If you have a plan to apply for a loan or credit card and to land the best interest rates, now is the time to improve your credit scores.

Credit scores range from 300 as the lowest to 850 as the highest. According to credit score creator FICO, lenders regard credit scores between 800 to 850 as exceptional.

If your credit score is below 800, you need to improve your credit score to maintain a nice standing among possible lenders and have a swift application in the future.

Here are six simple tips to help you amp up your scores:

Check credit report

Lenders use different credit scores from credit bureaus to assess your credit report. A credit score is not just limited to one. Multiple credit scores are commercially available that vary depending on the type of loans you intend to apply.

You may check your credit reports from three leading credit bureau—Equifax, TransUnion, and Experian. It is important to check your credit report as there may have been fraud and credit reporting mistakes that may happen. Federal laws let you dispute these mistakes with the credit bureau’s verification so your credit scores can improve.

Never miss payments

FICO records your payment history, and it affects 35 percent of your credit score. Your paying behavior majorly affects your credit score. Pay your monthly dues on time, and be responsible for your deadlines.

FICO also underscores the importance of avoiding late payments, closing of accounts, and third-party collections.

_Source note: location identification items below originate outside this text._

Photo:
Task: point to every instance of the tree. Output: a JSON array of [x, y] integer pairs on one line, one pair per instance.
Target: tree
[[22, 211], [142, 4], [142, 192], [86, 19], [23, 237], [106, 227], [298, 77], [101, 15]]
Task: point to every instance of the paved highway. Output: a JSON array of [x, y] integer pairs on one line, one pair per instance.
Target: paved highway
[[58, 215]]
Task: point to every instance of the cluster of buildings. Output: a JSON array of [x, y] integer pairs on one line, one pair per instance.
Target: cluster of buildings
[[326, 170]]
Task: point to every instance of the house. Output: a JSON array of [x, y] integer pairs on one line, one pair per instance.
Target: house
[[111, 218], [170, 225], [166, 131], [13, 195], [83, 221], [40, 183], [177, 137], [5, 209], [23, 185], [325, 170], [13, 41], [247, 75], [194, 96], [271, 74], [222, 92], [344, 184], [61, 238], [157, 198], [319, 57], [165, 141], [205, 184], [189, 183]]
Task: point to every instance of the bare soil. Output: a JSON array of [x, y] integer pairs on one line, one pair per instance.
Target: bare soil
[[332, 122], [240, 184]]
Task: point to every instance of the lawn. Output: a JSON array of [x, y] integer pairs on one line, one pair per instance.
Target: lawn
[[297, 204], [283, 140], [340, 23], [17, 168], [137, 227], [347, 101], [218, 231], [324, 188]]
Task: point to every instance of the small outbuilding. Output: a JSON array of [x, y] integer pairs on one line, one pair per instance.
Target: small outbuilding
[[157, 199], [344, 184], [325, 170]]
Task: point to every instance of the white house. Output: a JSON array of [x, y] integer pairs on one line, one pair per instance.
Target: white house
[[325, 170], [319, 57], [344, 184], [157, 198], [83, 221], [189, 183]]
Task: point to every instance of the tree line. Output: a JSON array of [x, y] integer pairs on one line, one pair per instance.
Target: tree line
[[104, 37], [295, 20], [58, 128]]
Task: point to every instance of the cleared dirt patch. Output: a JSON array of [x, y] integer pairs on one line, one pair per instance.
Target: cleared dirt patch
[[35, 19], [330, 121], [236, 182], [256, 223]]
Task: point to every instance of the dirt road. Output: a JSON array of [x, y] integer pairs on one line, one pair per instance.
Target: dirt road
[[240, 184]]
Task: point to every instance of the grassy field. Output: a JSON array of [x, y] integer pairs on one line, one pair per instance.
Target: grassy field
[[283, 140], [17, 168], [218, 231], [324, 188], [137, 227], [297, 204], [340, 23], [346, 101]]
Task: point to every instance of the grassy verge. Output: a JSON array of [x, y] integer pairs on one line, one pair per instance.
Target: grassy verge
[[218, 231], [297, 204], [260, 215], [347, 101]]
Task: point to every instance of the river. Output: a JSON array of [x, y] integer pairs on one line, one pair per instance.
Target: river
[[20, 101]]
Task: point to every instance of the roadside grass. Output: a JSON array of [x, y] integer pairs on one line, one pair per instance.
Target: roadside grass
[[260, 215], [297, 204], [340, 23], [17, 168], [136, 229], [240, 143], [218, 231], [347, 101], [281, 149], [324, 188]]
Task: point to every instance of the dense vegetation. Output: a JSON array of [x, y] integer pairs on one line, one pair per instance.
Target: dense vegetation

To avoid late payments, you can opt for automatic debit of your payments on your account.

Lower credit utilization rate

Your credit utilization ratio is the relationship between your credit card balance and your credit limits. When you pay your balances, you also lower your utilization ratio. This can improve your credit score immediately. To maintain the right utilization rate, pay your balances in full monthly, and ask your credit card issuer to give you a higher credit limit.

Seek for help

The length of credit history is a significant factor in improving your credit score. FICO bases 15 percent of your score on the length of your oldest account and your average age of all your accounts. The older the average is, the better. While you need to wait for a while for this to help improve your credit score, asking for a friend or family member who already has a long credit history is a big push.

You may ask them to add you as an authorized user of their existing credit card. Of course, seek someone who maintains a good credit history such as on-time payments and low credit utilization. Remember to be careful about engaging in fraudulent activities involving this practice.


When you have exhausted all the possibilities mentioned above, there is another way to pull your credit score higher.

With the help of Experian Boost and UltraFICO, which offer two free programs to boost credit scores, you can add information to your credit card by self-reporting. To do this, you have to connect your online banking data and allow the credit bureau to add telecommunications and utility payment history to your report. You have the option of self-reporting accounts with positive payment history only.

Avoid applying for other credit cards

Every time you apply for a new credit card, it is recorded on your credit report. Avoid applying for credit cards in a short period or when you are about to apply for a big loan. However, if you badly need to apply for a new line of credit, do your research on your probability of approval to prevent risking your current credit score. Every time your application is denied, it leaves a red flag that likely to affect your credit score.

Earning an exceptional credit score is not something you can achieve immediately. It takes time to earn a good standing, and how you manage your existing credit card greatly affects your score. Being a good payer and maintaining a low utilization rate will eventually improve your credit score over time.